Synopsis: Set in riot-turn, near-future Los Angeles, ‘Hotel Artemis’ follows the Nurse, who runs a secret, members-only emergency room for criminals.

 

*Reviewer Note: This will be a spoiler free review.*

 

Hotel Artemis, the directorial debut of Iron Man 3 co-writer Drew Pearce, has been on my radar since it was announced. Sure the movie drew comparisons to John Wick right off the bat, so the question was what was the movie going to do to stand out? Well, Hotel Artemis does do enough to make it stand on its own, but unlike its spiritual counterpart – for the lack of a better phrase – Hotel Artemis would rather build up the tension for a grand finale.

Set in Los Angeles in 2028, the city is rioting over the lack of water, but during all of that, two brothers (Sterling K. Brown and Brian Tyree Henry) pull off a bank heist that doesn’t go as planned. After Henry’s character gets injured, Brown’s character takes him to the Hotel Artemis, a secret, members-only emergency room for criminals to go to get patched up and lay low. There, they met The Nurse (Jodie Foster), who runs the establishment with her head of security, Everest (Dave Bautista). The Nurse gives everyone there nicknames according to their rooms; Brown gets Waikiki, while Henry gets Honolulu.

As Waikiki’s brother gets patched up, we meet other occupants of Hotel Artemis in a loud and foul-mouthed businessman Acapulco (Charlie Day), the French assassin Nice (Sofia Boutella), and a cop played by Jenny Slate. Things look to be going smoothly until The Wolf King (Jeff Goldblum) enters the picture, and things go to hell pretty fast from there.

While the trailers and TV spots focus on the action in Hotel Artemis, you’ll be surprised – maybe disappointed if you were absolutely looking for that – that Pearce shows a lot of restraint and keeps the action to a minimal until the very end. What Pearce does instead is build up these characters and world before unleashing the action scenes, which is actually kind of refreshing.

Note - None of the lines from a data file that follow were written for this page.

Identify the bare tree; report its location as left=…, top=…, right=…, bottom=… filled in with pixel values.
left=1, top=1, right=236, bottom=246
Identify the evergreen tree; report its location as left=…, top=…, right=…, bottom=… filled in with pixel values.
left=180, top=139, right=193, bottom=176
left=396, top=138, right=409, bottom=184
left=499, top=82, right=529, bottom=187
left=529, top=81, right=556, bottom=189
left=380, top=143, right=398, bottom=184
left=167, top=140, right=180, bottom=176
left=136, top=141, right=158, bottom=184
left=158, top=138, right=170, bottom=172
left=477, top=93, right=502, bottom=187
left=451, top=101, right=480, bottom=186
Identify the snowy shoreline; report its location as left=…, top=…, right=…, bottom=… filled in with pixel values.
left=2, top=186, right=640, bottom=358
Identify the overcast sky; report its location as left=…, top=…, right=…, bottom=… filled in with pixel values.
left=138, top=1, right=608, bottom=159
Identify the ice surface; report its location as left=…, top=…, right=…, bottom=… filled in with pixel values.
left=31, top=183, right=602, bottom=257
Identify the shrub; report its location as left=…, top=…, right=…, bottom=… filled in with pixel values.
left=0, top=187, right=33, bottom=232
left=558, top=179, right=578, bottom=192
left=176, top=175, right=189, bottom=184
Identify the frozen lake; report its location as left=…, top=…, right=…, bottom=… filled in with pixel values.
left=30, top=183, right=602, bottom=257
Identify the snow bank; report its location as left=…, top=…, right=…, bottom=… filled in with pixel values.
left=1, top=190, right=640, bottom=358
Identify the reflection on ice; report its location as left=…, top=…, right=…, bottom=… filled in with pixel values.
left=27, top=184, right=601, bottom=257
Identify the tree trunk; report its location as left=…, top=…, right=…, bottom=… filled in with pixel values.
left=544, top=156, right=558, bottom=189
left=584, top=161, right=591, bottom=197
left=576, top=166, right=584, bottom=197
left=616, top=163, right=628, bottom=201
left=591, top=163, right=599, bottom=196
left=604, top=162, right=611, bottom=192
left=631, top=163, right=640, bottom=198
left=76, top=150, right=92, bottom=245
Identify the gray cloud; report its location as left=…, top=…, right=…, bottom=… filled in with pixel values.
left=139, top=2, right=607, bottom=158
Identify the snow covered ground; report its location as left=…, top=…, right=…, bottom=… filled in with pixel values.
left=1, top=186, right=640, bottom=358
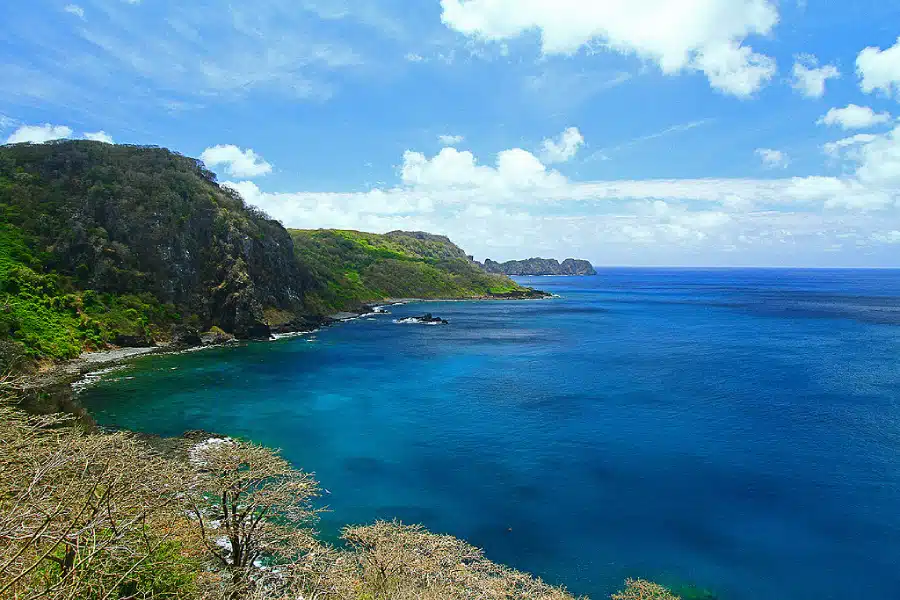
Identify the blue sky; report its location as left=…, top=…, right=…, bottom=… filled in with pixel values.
left=0, top=0, right=900, bottom=267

Also, the fact that Pearce was able to get a cast like this on his first feature is quite the coup. Everyone nails their roles to a tee. Jodie Foster, despite being behind-the-camera for years now, reminds us why she was such a great actress. The Nurse is the most fleshed out character out of everyone, reaching every emotion available, and while he’s not as colorful as other characters like Day’s Acapulco, her character doesn’t lend to that anyway.

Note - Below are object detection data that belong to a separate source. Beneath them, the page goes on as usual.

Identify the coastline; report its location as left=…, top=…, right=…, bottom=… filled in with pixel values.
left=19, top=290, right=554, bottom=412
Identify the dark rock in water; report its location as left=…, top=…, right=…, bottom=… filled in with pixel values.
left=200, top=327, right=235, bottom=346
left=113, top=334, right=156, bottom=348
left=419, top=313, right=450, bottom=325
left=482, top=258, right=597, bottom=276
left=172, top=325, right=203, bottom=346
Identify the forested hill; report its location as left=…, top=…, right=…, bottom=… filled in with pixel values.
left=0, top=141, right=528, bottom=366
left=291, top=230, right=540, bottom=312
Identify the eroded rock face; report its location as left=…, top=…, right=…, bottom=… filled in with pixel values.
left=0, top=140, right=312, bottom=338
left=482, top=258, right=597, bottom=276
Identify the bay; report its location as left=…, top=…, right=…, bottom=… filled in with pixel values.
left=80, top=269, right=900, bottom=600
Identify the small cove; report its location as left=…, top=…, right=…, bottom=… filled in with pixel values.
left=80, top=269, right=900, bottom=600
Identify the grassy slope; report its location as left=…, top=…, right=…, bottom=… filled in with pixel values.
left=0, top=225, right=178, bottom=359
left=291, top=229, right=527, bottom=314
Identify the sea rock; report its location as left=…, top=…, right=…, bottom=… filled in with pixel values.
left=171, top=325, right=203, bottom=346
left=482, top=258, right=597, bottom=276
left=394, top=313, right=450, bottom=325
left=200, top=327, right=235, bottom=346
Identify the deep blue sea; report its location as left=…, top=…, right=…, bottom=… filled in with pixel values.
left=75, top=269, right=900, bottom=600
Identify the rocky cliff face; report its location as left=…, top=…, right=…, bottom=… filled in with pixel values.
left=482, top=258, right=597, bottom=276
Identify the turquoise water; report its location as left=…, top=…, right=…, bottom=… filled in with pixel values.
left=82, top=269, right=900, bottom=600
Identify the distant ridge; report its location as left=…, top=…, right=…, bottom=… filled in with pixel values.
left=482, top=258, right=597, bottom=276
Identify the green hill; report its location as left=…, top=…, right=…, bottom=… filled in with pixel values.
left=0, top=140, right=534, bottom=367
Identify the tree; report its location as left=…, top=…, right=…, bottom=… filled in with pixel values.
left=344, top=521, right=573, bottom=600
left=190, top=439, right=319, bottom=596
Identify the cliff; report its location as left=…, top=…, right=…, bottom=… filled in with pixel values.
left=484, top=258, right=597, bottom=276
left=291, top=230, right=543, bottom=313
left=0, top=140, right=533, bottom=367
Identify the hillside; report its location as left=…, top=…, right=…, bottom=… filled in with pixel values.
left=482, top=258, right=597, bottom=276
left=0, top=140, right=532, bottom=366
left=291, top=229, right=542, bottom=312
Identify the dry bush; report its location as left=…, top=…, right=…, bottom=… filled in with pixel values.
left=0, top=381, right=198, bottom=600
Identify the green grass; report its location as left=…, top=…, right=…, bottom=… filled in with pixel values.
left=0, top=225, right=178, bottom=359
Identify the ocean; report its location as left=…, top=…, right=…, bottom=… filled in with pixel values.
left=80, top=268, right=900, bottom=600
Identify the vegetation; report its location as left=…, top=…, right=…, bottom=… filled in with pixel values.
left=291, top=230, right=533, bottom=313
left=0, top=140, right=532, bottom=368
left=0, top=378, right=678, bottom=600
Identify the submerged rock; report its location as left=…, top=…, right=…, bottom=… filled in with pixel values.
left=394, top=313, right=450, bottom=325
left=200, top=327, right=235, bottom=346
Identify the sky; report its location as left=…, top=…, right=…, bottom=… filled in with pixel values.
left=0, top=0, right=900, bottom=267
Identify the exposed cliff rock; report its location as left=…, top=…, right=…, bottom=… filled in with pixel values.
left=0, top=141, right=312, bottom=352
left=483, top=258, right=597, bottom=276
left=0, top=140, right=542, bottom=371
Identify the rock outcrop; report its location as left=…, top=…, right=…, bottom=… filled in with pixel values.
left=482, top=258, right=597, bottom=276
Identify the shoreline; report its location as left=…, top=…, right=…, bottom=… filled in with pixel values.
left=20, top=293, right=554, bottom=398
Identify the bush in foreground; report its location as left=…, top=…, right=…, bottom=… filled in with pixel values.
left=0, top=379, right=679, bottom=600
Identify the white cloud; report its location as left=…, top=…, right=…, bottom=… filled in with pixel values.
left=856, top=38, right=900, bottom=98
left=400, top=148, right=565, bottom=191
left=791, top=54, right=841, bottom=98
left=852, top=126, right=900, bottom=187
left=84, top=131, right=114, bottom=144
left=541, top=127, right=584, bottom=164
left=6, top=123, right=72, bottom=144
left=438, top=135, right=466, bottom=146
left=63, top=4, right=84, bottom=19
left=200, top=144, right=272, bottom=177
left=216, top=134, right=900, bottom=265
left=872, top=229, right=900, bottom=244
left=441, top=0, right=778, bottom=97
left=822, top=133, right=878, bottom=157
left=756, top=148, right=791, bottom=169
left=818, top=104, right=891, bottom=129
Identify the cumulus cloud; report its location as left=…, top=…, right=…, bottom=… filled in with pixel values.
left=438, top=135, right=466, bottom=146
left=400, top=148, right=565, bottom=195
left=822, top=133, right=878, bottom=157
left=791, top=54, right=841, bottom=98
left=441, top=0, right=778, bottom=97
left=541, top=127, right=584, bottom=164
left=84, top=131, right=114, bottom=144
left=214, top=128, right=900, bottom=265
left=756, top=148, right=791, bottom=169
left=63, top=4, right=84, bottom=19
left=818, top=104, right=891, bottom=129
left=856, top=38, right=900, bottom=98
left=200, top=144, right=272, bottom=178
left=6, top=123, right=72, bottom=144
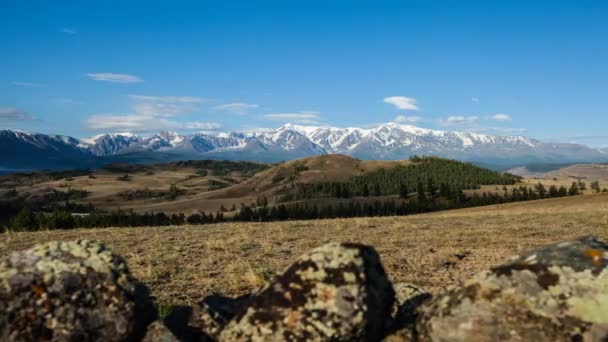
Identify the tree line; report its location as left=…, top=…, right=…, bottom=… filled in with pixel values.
left=281, top=156, right=521, bottom=202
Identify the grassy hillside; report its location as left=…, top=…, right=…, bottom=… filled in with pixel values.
left=0, top=160, right=270, bottom=211
left=0, top=194, right=608, bottom=304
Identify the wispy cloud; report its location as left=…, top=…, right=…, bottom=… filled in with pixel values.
left=87, top=72, right=144, bottom=83
left=0, top=108, right=33, bottom=121
left=439, top=115, right=479, bottom=126
left=86, top=95, right=221, bottom=132
left=489, top=113, right=511, bottom=122
left=468, top=126, right=528, bottom=135
left=382, top=96, right=420, bottom=111
left=183, top=121, right=222, bottom=131
left=129, top=95, right=204, bottom=103
left=53, top=99, right=82, bottom=106
left=129, top=95, right=206, bottom=116
left=394, top=115, right=424, bottom=124
left=12, top=81, right=44, bottom=87
left=86, top=114, right=222, bottom=132
left=213, top=102, right=259, bottom=114
left=264, top=111, right=321, bottom=124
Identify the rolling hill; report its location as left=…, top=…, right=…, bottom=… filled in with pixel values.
left=0, top=123, right=608, bottom=169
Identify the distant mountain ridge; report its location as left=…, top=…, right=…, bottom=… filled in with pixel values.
left=0, top=123, right=608, bottom=169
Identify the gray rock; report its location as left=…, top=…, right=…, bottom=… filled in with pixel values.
left=220, top=243, right=394, bottom=341
left=416, top=237, right=608, bottom=341
left=0, top=241, right=155, bottom=341
left=195, top=295, right=251, bottom=339
left=385, top=283, right=431, bottom=342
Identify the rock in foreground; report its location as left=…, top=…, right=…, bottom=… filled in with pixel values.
left=0, top=241, right=154, bottom=341
left=220, top=243, right=395, bottom=341
left=416, top=237, right=608, bottom=341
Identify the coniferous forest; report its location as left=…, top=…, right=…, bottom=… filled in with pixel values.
left=0, top=157, right=600, bottom=231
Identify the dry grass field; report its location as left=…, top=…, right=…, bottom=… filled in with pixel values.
left=0, top=194, right=608, bottom=304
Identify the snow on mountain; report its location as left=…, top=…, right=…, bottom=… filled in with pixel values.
left=0, top=123, right=608, bottom=170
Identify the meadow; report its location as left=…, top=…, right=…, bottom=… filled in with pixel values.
left=0, top=193, right=608, bottom=305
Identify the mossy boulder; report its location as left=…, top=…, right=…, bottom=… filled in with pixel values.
left=0, top=241, right=155, bottom=341
left=220, top=243, right=395, bottom=341
left=416, top=237, right=608, bottom=341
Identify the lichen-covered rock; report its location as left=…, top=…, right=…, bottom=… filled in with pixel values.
left=385, top=283, right=431, bottom=342
left=194, top=295, right=251, bottom=339
left=142, top=321, right=179, bottom=342
left=416, top=237, right=608, bottom=341
left=220, top=243, right=394, bottom=341
left=0, top=241, right=155, bottom=341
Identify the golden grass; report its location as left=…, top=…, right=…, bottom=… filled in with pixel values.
left=0, top=194, right=608, bottom=304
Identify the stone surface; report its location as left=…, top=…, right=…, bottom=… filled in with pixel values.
left=195, top=295, right=251, bottom=339
left=416, top=237, right=608, bottom=341
left=385, top=283, right=431, bottom=342
left=220, top=243, right=394, bottom=341
left=0, top=241, right=155, bottom=341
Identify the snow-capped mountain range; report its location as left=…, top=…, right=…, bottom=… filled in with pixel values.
left=0, top=123, right=608, bottom=168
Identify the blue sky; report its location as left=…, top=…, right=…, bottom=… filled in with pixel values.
left=0, top=0, right=608, bottom=146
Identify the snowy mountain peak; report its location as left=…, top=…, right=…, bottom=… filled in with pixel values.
left=0, top=122, right=608, bottom=170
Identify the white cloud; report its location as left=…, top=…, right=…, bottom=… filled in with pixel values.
left=0, top=108, right=32, bottom=121
left=469, top=127, right=528, bottom=135
left=86, top=95, right=221, bottom=132
left=53, top=99, right=82, bottom=106
left=439, top=115, right=479, bottom=126
left=129, top=95, right=204, bottom=103
left=394, top=115, right=424, bottom=124
left=86, top=114, right=222, bottom=132
left=87, top=72, right=144, bottom=83
left=490, top=113, right=511, bottom=122
left=264, top=111, right=320, bottom=124
left=183, top=121, right=222, bottom=131
left=129, top=95, right=206, bottom=116
left=383, top=96, right=420, bottom=110
left=13, top=81, right=44, bottom=87
left=213, top=102, right=259, bottom=114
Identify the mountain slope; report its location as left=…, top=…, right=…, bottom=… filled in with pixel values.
left=0, top=130, right=96, bottom=169
left=0, top=123, right=608, bottom=168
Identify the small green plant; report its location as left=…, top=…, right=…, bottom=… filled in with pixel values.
left=155, top=303, right=175, bottom=320
left=116, top=173, right=131, bottom=182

Sterling K. Brown’s Waikiki is a man with a plan for everything, and more level-head than anyone involved including his mess-up for a brother. Sofia Boutella’s Nice is arguably the most dangerous of them all, and has a history with Waikiki that sadly doesn’t play out the way Pearce probably intended it when he wrote the script. Dave Bautista’s Everest is what you’d expect from a Dave Bautista role by now, and that’s okay in my book. Charlie Day looks to be having some fun with his role, but it doesn’t quite click for me. Finally, Jeff Goldblum’s The Wolf King, the man that runs L.A., is really nothing more, sadly, than a glorified cameo. And while his short time on screen is great, it does lead to some important events for the rest of the movie.

Another thing that sets Hotel Artemis apart from other similar movies – yes it does have some sequel bait/world building – is the impressive production design by Ramsey Avery. We are told by The Nurse, that she has worked for the Artemis for twenty-two years. The halls and rooms look old, but some way they look like a room you’d find in nice hotel. Combine that with the cinematography by Chung-hoon Chung, who did It, and you got yourself a great looking movie.

All in all, Hotel Artemis is a solid action thriller that’s worth your time. What Drew Pearce was able to do with his familiar concept, and what he was able to get from his impressive cast for his first feature is impressive. Despite promotion making you think the movie is a shoot ‘em up action thriller, Hotel Artemis takes you down another road that is actually worth it. With a slow build for a big finale, great character development and fleshed out characters, and great production design and cinematography, Hotel Artemis is something to check it out, and something I wouldn’t mind seeing a sequel to.